Badan pengawas independen ini akan serupa dengan Financial Industry Regulatory Authority (FINRA) dan disebut akan berada di bawah naungan Komisi Sekuritas dan Bursa AS.
AS, Suarathailand- Bloomberg melaporkan Pemerintahan Donald Trump sedang menjajaki kemungkinan pembentukan badan pengatur independen untuk meninjau keamanan model kecerdasan buatan (AI).
Rencana tersebut disusun setelah para eksekutif di Silicon Valley menyatakan ketidakpuasan mereka terhadap sejumlah langkah mendadak, yang baru-baru ini diambil AS, untuk memperlambat adopsi sistem AI canggih.
Badan pengawas independen ini akan serupa dengan Financial Industry Regulatory Authority (FINRA) dan disebut akan berada di bawah naungan Komisi Sekuritas dan Bursa AS.
Rencana yang sedang dikembangkan bersama dengan Menteri Keuangan AS Scott Bessent itu saat ini sedang ditinjau oleh Kepala Staf Gedung Putih Susie Wiles.

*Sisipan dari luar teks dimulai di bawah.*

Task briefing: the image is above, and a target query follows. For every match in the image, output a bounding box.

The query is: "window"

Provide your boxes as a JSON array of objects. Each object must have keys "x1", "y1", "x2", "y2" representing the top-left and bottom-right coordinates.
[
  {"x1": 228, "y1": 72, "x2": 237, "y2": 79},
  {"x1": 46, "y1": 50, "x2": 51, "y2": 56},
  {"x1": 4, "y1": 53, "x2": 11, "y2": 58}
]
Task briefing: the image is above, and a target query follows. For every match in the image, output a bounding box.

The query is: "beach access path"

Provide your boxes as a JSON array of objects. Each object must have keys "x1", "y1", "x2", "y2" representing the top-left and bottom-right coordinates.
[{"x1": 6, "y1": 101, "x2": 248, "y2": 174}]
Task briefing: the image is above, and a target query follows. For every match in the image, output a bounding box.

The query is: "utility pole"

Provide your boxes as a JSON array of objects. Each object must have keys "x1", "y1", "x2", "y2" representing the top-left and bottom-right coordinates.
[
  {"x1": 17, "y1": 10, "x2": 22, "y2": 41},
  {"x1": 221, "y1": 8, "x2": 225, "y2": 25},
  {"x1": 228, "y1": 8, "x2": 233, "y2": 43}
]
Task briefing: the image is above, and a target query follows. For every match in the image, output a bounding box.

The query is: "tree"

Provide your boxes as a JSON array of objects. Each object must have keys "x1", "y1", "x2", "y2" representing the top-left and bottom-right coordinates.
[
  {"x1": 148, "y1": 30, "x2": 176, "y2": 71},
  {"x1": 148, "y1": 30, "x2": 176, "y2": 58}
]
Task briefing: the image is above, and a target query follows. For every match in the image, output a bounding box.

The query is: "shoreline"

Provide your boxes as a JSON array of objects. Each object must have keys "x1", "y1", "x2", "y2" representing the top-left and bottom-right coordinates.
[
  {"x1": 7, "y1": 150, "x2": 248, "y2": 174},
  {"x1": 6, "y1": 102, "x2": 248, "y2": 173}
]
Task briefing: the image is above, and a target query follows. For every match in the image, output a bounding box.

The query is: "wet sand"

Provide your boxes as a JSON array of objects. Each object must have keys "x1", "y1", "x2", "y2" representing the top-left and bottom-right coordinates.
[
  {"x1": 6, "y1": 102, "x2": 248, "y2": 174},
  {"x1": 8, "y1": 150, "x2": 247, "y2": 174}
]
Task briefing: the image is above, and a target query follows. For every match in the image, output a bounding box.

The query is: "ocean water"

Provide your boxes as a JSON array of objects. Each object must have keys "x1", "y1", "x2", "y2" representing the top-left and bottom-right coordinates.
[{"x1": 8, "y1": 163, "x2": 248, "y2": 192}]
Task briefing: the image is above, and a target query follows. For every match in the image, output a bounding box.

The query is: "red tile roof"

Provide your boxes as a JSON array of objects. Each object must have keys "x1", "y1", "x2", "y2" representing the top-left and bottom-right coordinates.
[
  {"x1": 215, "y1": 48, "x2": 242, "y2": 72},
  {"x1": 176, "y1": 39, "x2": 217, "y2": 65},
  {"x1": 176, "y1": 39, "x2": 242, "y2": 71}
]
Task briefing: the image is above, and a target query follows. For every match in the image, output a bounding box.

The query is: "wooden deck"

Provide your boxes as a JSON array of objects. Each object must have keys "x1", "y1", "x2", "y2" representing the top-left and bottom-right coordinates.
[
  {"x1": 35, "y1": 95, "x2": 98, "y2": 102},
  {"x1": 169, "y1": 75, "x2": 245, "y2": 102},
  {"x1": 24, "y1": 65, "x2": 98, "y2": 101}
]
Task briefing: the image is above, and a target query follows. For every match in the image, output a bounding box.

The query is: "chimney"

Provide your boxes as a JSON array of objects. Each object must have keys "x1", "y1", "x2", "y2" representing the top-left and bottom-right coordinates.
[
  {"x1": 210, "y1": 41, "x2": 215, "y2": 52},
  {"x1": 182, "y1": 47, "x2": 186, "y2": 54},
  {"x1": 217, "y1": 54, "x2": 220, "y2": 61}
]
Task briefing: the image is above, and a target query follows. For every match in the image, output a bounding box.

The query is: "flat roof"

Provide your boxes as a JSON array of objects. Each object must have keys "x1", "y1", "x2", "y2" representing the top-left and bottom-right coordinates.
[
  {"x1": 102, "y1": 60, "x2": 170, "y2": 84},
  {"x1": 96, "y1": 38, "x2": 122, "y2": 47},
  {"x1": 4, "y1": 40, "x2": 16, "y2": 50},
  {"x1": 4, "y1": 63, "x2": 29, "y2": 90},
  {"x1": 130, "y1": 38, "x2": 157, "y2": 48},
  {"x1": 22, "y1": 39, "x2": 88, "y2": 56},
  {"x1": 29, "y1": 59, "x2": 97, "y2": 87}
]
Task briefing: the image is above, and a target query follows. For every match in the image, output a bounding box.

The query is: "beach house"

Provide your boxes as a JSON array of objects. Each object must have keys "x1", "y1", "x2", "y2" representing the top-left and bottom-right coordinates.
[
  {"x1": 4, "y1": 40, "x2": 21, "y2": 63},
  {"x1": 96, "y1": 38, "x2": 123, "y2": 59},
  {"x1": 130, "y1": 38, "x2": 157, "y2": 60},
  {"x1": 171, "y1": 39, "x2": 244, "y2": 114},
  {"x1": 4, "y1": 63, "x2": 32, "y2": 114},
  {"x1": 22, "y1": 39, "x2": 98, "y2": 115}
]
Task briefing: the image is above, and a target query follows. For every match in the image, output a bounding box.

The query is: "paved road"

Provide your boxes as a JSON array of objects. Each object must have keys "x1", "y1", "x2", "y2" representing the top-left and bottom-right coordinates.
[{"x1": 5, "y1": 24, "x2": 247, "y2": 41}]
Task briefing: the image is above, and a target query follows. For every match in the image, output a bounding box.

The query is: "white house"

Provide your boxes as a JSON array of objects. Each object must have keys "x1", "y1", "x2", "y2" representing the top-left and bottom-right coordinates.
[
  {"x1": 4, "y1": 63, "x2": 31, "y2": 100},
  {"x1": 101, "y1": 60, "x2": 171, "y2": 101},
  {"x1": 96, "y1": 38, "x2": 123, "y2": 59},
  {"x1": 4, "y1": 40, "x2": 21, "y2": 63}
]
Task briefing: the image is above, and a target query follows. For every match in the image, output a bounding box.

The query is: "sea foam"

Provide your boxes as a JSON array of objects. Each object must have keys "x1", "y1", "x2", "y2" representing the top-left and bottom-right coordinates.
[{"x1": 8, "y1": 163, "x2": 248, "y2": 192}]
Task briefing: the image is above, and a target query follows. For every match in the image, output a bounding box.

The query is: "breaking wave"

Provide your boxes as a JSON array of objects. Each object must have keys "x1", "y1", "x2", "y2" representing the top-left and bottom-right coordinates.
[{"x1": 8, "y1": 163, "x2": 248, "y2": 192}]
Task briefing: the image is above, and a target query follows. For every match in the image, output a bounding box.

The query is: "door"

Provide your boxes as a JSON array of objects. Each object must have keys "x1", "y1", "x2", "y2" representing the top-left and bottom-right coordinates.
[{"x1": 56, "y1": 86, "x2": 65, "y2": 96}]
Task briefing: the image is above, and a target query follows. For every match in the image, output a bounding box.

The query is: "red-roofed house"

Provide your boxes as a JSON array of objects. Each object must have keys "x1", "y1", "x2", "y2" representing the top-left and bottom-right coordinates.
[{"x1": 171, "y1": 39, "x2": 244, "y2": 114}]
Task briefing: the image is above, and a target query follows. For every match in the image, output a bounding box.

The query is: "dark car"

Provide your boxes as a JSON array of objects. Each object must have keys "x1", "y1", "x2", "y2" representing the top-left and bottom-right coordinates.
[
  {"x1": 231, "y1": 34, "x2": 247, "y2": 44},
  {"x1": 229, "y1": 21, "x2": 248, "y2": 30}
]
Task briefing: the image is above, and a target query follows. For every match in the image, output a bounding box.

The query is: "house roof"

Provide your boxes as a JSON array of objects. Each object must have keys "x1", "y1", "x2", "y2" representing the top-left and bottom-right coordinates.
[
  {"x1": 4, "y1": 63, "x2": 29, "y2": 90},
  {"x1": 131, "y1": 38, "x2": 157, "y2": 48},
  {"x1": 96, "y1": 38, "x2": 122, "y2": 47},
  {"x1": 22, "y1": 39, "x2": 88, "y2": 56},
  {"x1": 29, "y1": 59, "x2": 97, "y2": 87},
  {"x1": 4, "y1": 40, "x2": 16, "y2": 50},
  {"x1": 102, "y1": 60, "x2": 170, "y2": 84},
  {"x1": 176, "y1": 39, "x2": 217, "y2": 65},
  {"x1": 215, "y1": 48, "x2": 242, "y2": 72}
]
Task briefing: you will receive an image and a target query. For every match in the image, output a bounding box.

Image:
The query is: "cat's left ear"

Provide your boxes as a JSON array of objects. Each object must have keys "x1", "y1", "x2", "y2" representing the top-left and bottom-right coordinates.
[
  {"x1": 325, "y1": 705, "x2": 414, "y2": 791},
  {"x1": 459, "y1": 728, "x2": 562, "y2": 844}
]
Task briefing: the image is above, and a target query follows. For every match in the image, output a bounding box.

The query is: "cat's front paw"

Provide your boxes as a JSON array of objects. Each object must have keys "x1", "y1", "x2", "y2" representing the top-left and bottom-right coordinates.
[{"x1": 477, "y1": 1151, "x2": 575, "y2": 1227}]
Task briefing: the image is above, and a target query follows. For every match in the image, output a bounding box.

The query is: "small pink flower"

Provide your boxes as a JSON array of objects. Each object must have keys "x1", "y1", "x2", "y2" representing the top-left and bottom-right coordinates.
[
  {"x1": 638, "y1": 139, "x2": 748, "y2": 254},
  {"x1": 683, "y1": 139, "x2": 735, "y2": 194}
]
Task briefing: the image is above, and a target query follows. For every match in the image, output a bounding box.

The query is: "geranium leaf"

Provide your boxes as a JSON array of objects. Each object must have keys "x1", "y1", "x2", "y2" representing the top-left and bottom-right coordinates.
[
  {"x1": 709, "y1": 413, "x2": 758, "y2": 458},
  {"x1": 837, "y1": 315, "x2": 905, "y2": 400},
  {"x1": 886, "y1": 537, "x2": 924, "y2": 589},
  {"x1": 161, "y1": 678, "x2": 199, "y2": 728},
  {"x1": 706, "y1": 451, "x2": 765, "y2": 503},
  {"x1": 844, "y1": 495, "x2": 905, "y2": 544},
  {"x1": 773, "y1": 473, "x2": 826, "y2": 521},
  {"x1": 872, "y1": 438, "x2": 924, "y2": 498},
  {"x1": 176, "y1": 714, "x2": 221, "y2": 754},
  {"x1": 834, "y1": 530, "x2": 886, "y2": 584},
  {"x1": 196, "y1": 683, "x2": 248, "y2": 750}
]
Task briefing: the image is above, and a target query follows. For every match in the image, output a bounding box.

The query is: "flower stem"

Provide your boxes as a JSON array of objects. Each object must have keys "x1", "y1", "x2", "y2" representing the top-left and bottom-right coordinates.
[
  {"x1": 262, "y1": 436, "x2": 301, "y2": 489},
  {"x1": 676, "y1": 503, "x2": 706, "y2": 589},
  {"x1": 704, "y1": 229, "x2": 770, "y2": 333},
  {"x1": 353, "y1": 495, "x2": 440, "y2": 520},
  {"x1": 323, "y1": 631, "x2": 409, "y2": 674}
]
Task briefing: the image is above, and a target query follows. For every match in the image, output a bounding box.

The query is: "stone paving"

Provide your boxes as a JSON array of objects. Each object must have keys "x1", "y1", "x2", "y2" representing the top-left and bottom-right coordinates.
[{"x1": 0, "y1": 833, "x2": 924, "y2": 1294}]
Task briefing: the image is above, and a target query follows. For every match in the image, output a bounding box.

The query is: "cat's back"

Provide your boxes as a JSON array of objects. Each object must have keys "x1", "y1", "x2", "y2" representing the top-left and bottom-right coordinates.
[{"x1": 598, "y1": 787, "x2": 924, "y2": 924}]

Mekanisme baru itu akan memungkinkan perwakilan dari kedua industri tersebut untuk memainkan peran lebih signifikan dalam pengembangan bersama standar keamanan AI.
Pengembang AI Anthropic pada akhir Juni mengumumkan Pemerintah AS telah memulihkan akses ke model AI terkuatnya, yakni Mythos 5, terhadap beberapa lembaga keamanan AS.
Sebelumnya, AS memblokir akses ke model Mythos 5 dan Fable 5 milik perusahaan tersebut bagi pemerintah dan warga negara asing atas pertimbangan keamanan nasional.
Kecerdasan buatan merupakan elemen kunci dalam agenda Presiden Donald Trump untuk mempertahankan keunggulan posisi AS di bidang teknologi, memastikan daya saing ekonomi, serta memperkuat keamanan nasional.